Kagan almost certainly did worse than Sotomayor not because of anything having to do with them as Court candidates, but because Barack Obama was far more popular in spring 2009 than in spring 2010. 

Someone should tell Bernstein that George W. Bush was quite unpopular in 2005 and 2006 -- certainly more unpopular than Obama is now.  Despite that fact, Bush's Supreme Court nominees during that time (John Roberts and Sam Alito) were quite popular, especially Roberts -- the most popular nominee of the last 25 years, who was more popular than Sotomayor and far more popular than Kagan, despite the fact that Bush had fallen to 39% approval ratings at the time of confirmation.  By 2006, Bush's approval ratings had collapsed to humiliating levels (33%), yet his 2006 nominee (Alito) was quite popular -- also far more popular than Kagan.  Those facts negate Bernstein's evidence-free belief that what determines the popularity of a nominee is the popularity of the President. 

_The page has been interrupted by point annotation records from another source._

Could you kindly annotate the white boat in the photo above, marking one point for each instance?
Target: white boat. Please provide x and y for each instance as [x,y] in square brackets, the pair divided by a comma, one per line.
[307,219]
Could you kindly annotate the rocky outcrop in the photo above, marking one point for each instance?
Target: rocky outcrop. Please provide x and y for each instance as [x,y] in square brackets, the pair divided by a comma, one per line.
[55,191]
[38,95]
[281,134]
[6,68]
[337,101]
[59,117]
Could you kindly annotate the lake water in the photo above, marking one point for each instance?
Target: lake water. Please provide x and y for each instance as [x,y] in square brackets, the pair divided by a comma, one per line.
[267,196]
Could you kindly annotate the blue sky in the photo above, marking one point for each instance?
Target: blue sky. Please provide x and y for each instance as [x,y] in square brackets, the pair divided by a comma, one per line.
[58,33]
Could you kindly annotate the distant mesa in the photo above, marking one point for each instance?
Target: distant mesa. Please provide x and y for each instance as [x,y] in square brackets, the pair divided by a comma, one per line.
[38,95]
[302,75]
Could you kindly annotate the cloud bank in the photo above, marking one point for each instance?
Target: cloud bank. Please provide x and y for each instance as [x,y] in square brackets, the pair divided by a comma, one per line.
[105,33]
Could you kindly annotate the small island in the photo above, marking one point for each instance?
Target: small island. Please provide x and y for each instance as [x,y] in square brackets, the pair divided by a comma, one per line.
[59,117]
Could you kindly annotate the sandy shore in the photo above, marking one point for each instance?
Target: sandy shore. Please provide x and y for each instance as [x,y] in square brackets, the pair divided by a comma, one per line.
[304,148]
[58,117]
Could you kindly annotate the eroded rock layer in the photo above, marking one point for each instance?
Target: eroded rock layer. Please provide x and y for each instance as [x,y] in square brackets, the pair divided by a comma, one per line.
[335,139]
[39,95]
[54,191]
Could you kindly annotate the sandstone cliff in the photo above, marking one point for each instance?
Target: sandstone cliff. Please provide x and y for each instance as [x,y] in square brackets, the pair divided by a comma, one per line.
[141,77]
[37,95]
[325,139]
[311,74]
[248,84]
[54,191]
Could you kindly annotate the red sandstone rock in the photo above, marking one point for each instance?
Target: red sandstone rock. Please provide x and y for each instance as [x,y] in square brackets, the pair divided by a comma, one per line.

Beyond that, Ronald Reagan had healthy approval ratings in 1987 -- the same time when his nominee, Robert Bork, received the lowest public approval rating of any nominee of the last 30 years, and was ultimately rejected.  Moreover, as the Gallup chart I excerpted above reveals, the most unpopular nominee since Robert Bork was Harriet Miers, nominated the very same year as the highly popular Roberts.  Despite being nominated close to Roberts in time, she had 18 points lower public approval than Roberts did.  That further demonstrates that it is the nominee -- not the popularity of the President -- which is the most significant factor in determining the nominee's popularity.  How else to explain the vastly disparate approval ratings of two Bush nominees (Roberts and Miers) nominated in the very same year?

Now I see why Bernstein cited no evidence for his claim that "support for nominees appears to be highly correlated with presidential approval levels":  because none exists.  Virtually all the available evidence provided here proves exactly the opposite of what the Obama-defending political scientist claims.